Your letter, I must confess, left me initially speechless, for having just returned home, neither I nor Mother was aware that any such thing had taken place! Now, hours later, I gather my thoughts together, my nerves still raw and jangled, the pen still unsteady in my trembling hand. Such an act as that presently being perpetrated on the people of this good island by our esteemed High Island Council is beyond diabolical. “Cautious initial fealty”? Have you not even considered all the consequences of losing this “funny little letter”? My friend Rachalle, who inherited our small village library with the passing of Mrs. Redfern, reminds me that with the prohibition, the reading of all books containing the unfortunate letter will have to be outlawed as well. There are, I would surmise, few, if any, volumes upon those biblio-shelves that do not contain it.
The Council, in its ridiculous wisdom, will be assigning to dust bins and community pyres centuries of the finest examples of sapience and sagacity — volume upon volume of history, literature, and thought promulgated through the medium of this cherished language of kings and knaves, scholars and clowns, to be replaced, dear Cuz, by the anemic and uninquiring ramblings of this flock of humans-become-ground-pecking sarilla geese, looking skyward only for evidence of approaching rain, then to seek cover, pecking and honking along the way when not following blindly the anserherd’s wooden staff, not without complaint, but certainly without measurable rebellious spirit. On second thought, my analogy seems hardly appropriate, for in the way made most significant by our circumstances, we aren’t like the sarilla geese at all! For unlike our feathered neighbors who protest the tiniest importunities against their dignity, we will keep our beaks clamped tightly shut, not emitting even so much as a peep of dissatisfaction.
I am so fearful, Ella, as to where this all may lead. A silly little letter, to be sure, but I believe its theft represents something quite large and oh so frighteningly ominous. For it stands to rob us of the freedom to communicate without any manner of fetter or harness.

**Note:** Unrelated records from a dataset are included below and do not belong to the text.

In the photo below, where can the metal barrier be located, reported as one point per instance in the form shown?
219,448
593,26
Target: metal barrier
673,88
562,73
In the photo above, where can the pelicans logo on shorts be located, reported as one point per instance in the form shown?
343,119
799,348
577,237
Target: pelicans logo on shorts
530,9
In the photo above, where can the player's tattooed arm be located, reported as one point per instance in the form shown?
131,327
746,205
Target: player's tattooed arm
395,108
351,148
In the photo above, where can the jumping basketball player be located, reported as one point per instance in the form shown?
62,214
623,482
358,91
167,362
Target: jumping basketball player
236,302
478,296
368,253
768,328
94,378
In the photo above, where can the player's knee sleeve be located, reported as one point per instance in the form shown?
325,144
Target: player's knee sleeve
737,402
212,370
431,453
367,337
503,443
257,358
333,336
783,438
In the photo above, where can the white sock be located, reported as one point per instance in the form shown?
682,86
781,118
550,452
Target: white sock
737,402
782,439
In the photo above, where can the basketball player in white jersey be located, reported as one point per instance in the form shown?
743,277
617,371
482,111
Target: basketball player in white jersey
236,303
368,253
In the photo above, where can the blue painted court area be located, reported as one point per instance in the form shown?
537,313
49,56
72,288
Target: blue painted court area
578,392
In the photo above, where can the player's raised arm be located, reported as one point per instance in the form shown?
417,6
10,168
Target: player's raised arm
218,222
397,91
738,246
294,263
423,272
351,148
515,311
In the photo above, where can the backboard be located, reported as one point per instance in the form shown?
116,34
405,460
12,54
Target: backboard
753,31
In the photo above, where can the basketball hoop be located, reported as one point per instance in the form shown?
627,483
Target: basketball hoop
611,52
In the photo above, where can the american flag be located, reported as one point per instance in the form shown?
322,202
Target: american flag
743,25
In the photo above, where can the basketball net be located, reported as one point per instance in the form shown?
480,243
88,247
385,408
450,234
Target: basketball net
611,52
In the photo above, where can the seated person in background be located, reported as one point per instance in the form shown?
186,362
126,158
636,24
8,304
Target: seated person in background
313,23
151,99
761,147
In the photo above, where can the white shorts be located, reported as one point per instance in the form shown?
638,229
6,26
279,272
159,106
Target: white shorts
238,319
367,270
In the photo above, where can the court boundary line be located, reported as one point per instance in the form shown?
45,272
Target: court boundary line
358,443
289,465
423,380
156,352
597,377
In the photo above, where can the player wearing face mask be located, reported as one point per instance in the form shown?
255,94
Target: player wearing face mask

We are a well-educated, well-versed, and well-spoken people whom Mr. Nollop has taught to elevate language to a certain preeminence unmatched by our vocabu-lazy American neighbors across the sound. We are a nation of letter-writers, who, in the absence of reliable telephone service or the existence of electronic mail, have cultivated our hardship far beyond all expectation. Do you honestly believe that this same Mr. Nollop would allow his fellow islanders to see their language so diminished? Or permit diminution of the islanders themselves by extension? I cannot even conceive of it. The Council is wrong. Yet, observe that none of us will risk telling it so, for fear of the consequences. Installed for life, with complex legal procedures for official recall, copies of which will soon be disappearing from the shelves of our island libraries (if they haven’t already!), this council has set us up for a most difficult period without any avenue for redress. I pray that you and I both have the strength and fortitude to weather this most devastating of island storms.